Aussi, les masseurs-kinésithérapeutes dont les cabinets ne désemplissent pas n’auront guère de temps pour pratiquer le massage bien-être. Ils pourront ainsi mieux le partager avec les seules ayant suivi une vraie formation pratique et théorique : les esthéticiennes». Ce que confirment les arrêts de la Cour de Cassation.

Le code de la santé publique délimite le cadre d'exercice des kinésithérapeutes et définit le massage 

L’article L. 4321-1 du Code de la santé publique délimite le cadre légal d’exercice des masseurs-kinésithérapeutes.

Modifié par la loi du 26 janvier 2016, il ne fait plus référence au massage et à la gymnastique médicale mais définit la compétence exclusive des masseurs-kinésithérapeutes.

C’est ainsi que «La pratique de la masso-kinésithérapie comporte la promotion de la santé, la prévention, le diagnostic kinésithérapique et le traitement : des troubles du mouvement ou de la motricité de la personne ; des déficiences ou des altérations des capacités fonctionnelles».

L’article R. 4321-1 du même code dispose que «La masso-kinésithérapie consiste en des actes réalisés de façon manuelle ou instrumentale, notamment à des fins de rééducation, qui ont pour but de prévenir l’altération des capacités fonctionnelles, de concourir à leur maintien et, lorsqu’elles sont altérées, de les rétablir ou d’y suppléer. Ils sont adaptés à l’évolution des sciences et des techniques».
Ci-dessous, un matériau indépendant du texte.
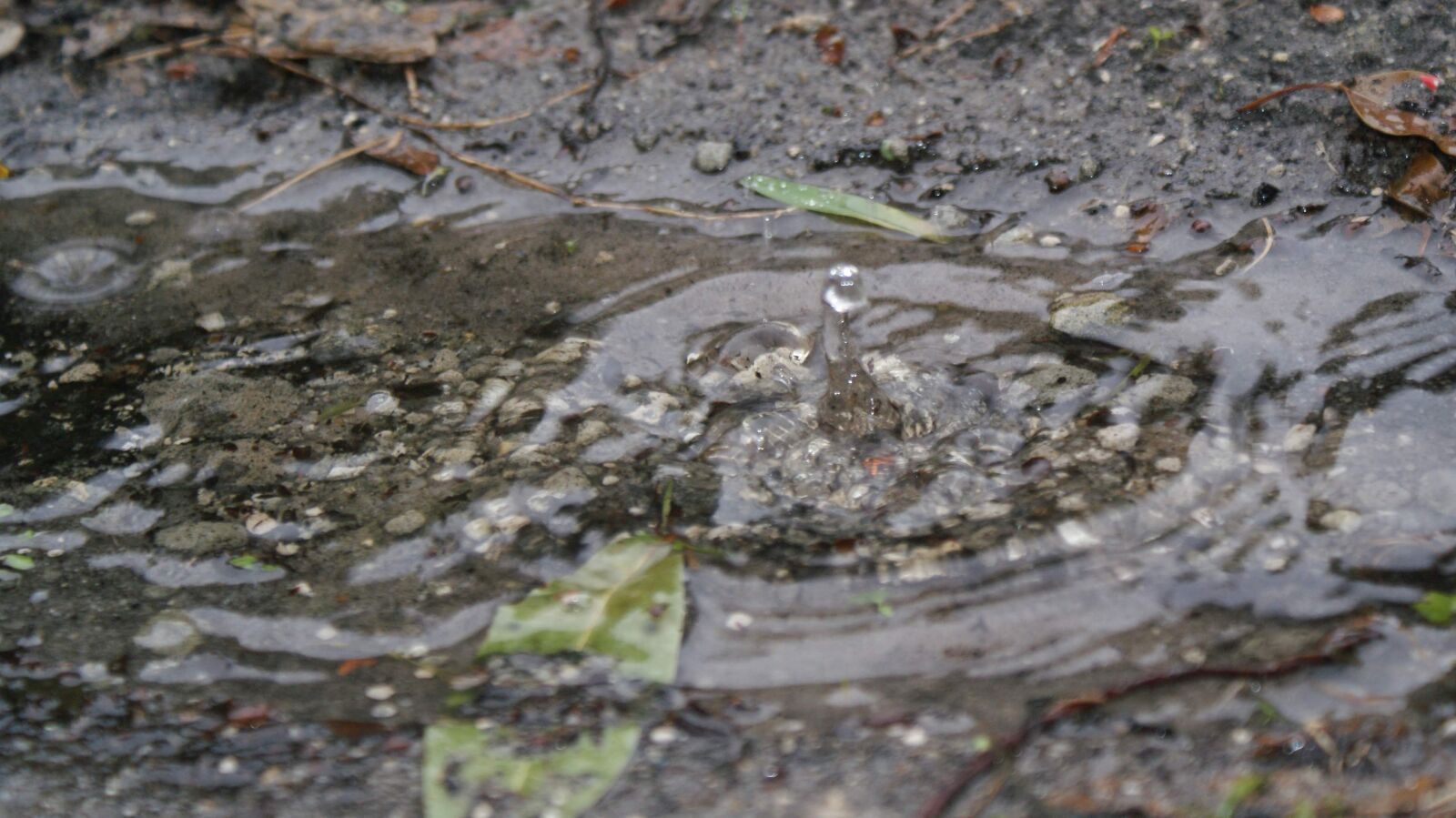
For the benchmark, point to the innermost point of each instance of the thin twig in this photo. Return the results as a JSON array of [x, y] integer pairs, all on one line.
[[160, 50], [325, 165], [1332, 647], [1274, 95], [412, 86], [1269, 243], [584, 201], [1106, 50], [950, 21]]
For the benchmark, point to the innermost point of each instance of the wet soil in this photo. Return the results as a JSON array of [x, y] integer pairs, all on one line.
[[273, 485]]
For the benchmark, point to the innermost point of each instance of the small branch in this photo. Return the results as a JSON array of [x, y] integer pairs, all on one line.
[[1106, 50], [325, 165], [950, 21], [1269, 243], [1274, 95], [1332, 647]]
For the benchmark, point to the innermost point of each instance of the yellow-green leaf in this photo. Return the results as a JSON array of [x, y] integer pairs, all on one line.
[[466, 766], [626, 603], [842, 204]]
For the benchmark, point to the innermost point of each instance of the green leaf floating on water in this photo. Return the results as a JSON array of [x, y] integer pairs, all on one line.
[[626, 601], [1438, 609], [249, 562], [465, 764], [842, 204]]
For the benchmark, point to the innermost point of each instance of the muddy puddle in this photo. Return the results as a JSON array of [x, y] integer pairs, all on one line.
[[267, 478]]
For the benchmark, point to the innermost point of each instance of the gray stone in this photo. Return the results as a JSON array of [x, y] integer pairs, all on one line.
[[1087, 315], [407, 523], [1048, 385], [713, 157], [203, 538]]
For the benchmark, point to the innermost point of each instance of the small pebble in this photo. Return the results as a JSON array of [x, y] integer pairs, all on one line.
[[407, 523], [1341, 520], [713, 157], [1299, 437], [80, 373], [664, 734], [1120, 437]]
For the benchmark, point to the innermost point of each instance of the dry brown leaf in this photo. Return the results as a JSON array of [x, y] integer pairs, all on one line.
[[1380, 101], [1423, 185], [1150, 220], [830, 44], [1390, 102], [407, 157]]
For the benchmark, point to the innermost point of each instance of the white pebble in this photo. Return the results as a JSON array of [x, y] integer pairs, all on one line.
[[1120, 437]]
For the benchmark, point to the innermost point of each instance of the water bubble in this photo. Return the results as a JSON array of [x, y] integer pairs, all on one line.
[[76, 272], [844, 291]]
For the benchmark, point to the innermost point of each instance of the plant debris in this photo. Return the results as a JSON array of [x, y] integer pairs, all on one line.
[[407, 157], [842, 204], [1423, 185], [1336, 645], [1390, 102], [466, 764], [626, 603], [1150, 218], [1436, 607], [363, 32]]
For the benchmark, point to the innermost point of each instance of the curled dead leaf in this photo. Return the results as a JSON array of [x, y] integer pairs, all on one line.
[[1423, 185], [1400, 104], [1150, 218], [830, 44]]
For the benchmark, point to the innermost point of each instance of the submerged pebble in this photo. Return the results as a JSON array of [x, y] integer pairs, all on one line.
[[713, 157]]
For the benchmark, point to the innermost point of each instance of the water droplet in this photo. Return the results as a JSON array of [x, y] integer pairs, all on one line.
[[844, 291]]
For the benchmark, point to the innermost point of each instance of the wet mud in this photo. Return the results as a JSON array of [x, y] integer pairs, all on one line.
[[268, 473]]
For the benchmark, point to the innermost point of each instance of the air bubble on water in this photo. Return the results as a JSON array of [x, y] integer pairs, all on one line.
[[844, 290], [76, 272]]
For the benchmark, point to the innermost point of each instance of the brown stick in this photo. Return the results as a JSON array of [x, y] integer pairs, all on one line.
[[1106, 50], [1334, 645], [410, 118], [324, 165], [1274, 95], [950, 21]]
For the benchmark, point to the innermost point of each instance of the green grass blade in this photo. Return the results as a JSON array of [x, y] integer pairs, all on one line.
[[842, 204]]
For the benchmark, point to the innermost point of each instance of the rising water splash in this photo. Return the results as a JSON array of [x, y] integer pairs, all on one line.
[[852, 402]]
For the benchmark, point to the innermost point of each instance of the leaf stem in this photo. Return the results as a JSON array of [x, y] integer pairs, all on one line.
[[1274, 95]]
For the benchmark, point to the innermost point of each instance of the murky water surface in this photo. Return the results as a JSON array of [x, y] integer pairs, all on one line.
[[1026, 454]]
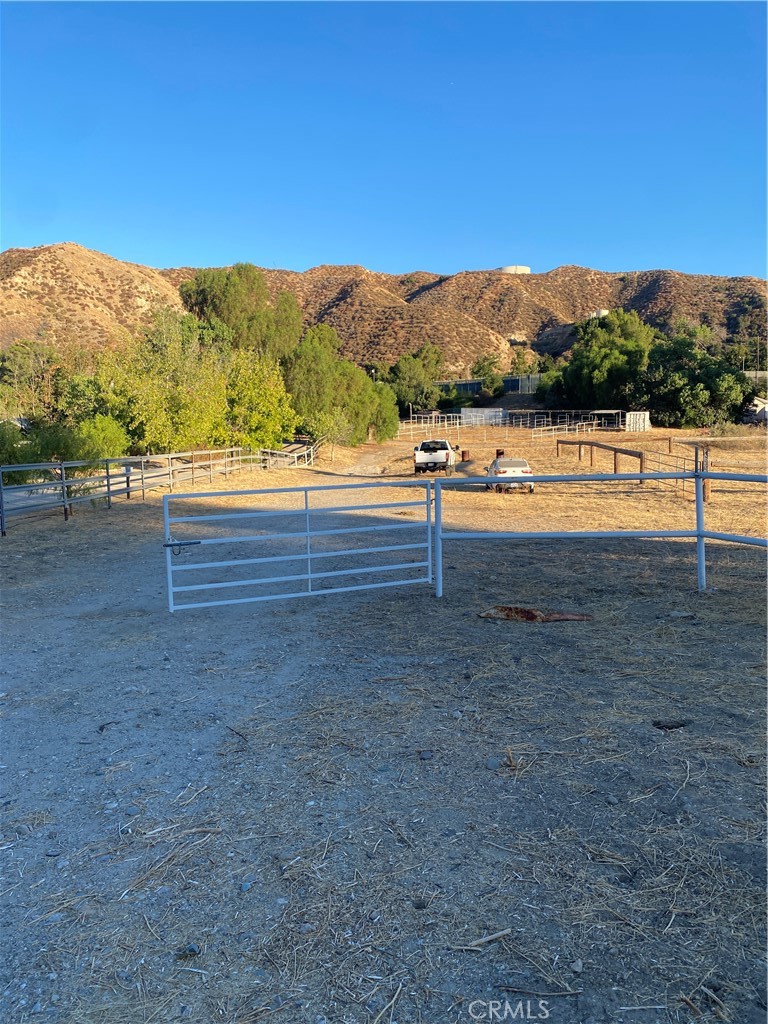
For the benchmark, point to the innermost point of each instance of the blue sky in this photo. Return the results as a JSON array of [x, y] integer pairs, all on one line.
[[400, 136]]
L’article R. 4321-3 du Code de la santé publique donne cette définition du massage :

«On entend par massage toute manoeuvre externe, réalisée sur les tissus, dans un but thérapeutique ou non, de façon manuelle ou par l’intermédiaire d’appareils autres que les appareils d’électrothérapie, avec ou sans l’aide de produits, qui comporte une mobilisation ou une stimulation méthodique, mécanique ou réflexe de ces tissus».

Le modelage 

Les esthéticiennes, premières à revendiquer le partage du massage de confort avec les masseurs-kinésithérapeutes, avaient trouvé un terrain d’entente avec ces derniers. Elles peuvent pratiquer de manière exclusive le modelage dont la définition avait été entérinée par la loi.

Celle-ci précise en effet que : «Quels que soient le statut juridique et les caractéristiques de l’entreprise, ne peuvent être exercées que par une personne qualifiée professionnellement ou sous le contrôle effectif et permanent de celle-ci les activités suivantes : (…) les soins esthétiques à la personne autres que médicaux et paramédicaux et les modelages esthétiques de confort sans finalité médicale.

On entend par modelage toute manoeuvre superficielle externe réalisée sur la peau du visage et du corps humain dans un but exclusivement esthétique et de confort, à l’exclusion de toute finalité médicale et thérapeutique. Cette manoeuvre peut être soit manuelle, éventuellement pour assurer la pénétration d’un produit cosmétique, soit facilitée par un appareil à visée esthétique».